Although ambivalent toward astrology, Hevelius thought the new constellation’s celestial location seemed appropriate: It lies between Leo the Lion (a fire sign) and Hydra the Water Snake (also associated with fire). And it turns out a fire, at least of the creative kind, might have resulted in a famed historical mystery associated with the constellation Sextans’ stars.
In April 1643, European observer Antonius Maria Schyrleus de Rheita claimed to have seen among the stars of Leo (those which Hevelius later turned into Sextans) the holy Sudarium Veronicae — the handkerchief Saint Veronica used to wipe the face of Jesus on his way to Calvary. As depicted in the Sixth Station of the Cross, the cloth then took on the impression of Christ’s face. Interestingly, and perhaps tellingly, the Catholic Church’s Capuchin Order, of which de Rheita was a friar, has claimed possession of this cloth since the 16th century.
Is it surprising, then, that de Rheita envisioned the cloth among the stars of Leo, the “King” of the zodiac, near the point where the ecliptic intersects the celestial equator? This is the point of the autumnal equinox, when, spiritually, the Sun begins a descent toward its own Calvary.
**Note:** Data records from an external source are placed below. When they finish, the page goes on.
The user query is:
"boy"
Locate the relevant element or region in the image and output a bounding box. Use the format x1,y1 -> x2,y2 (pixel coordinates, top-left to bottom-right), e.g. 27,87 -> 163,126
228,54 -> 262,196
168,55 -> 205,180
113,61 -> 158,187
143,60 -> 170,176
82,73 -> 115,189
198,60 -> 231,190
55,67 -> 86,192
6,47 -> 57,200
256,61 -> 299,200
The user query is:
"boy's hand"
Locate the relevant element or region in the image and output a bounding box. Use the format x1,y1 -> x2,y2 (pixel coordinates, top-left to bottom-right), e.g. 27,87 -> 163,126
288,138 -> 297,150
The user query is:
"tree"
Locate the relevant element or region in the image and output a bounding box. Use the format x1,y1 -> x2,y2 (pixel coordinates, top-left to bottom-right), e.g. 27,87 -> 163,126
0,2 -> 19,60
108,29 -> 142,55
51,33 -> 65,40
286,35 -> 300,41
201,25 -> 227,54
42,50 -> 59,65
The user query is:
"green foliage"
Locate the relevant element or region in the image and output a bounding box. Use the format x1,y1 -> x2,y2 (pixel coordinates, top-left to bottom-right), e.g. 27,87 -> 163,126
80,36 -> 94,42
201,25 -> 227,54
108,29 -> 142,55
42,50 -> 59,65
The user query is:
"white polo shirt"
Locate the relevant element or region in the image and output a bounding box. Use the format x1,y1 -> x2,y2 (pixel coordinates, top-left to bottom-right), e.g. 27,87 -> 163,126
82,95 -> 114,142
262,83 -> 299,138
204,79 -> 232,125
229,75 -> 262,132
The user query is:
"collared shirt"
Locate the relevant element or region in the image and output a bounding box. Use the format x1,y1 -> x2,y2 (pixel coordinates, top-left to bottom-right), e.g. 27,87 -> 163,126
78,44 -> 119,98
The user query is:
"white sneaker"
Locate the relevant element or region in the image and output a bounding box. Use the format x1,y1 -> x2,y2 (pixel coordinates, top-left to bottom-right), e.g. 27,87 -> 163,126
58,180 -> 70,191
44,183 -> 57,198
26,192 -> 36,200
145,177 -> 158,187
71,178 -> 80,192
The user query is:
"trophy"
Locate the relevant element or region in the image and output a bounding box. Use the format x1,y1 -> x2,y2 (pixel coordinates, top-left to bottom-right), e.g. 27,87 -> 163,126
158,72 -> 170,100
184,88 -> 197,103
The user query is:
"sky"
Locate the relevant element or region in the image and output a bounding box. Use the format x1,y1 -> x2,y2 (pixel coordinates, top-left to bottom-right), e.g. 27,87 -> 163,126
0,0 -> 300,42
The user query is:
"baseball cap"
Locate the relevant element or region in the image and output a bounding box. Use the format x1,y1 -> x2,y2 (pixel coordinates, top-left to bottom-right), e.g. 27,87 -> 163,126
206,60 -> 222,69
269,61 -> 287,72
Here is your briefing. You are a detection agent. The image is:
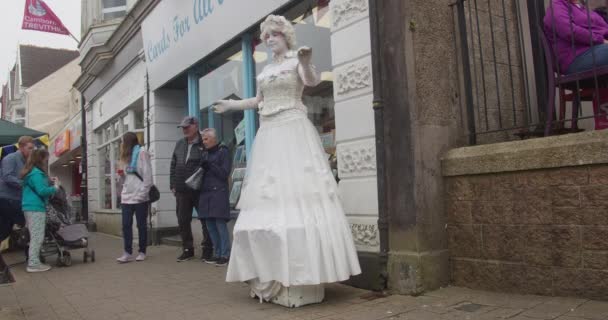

De Rheita avidly pursued astronomy and optics throughout the 1640s. In 1645, he published his most famous work, Oculus Enoch et Eliae, in which he introduced new telescope and eyepiece designs. The work not only gave us the words ocular and objective but also the first drawing of the Moon as seen through a telescope that inverts the image. A lunar crater (Rheita) and valley (Vallis Rheita) are named in his honor.
Got the time?
If you’d like to search for this lost and forgotten asterism, Admiral William Henry Smyth said, in his 1844 work, A Cycle of Celestial Objects, that it lies about 9° southeast of Regulus (Alpha [α] Leonis). Later editions also included a representation of the figure, but gave no apparent size or orientation. Clearly, seeing the pattern (if it exists) won’t require a “powerful telescope,” but perhaps only binoculars … and your imagination.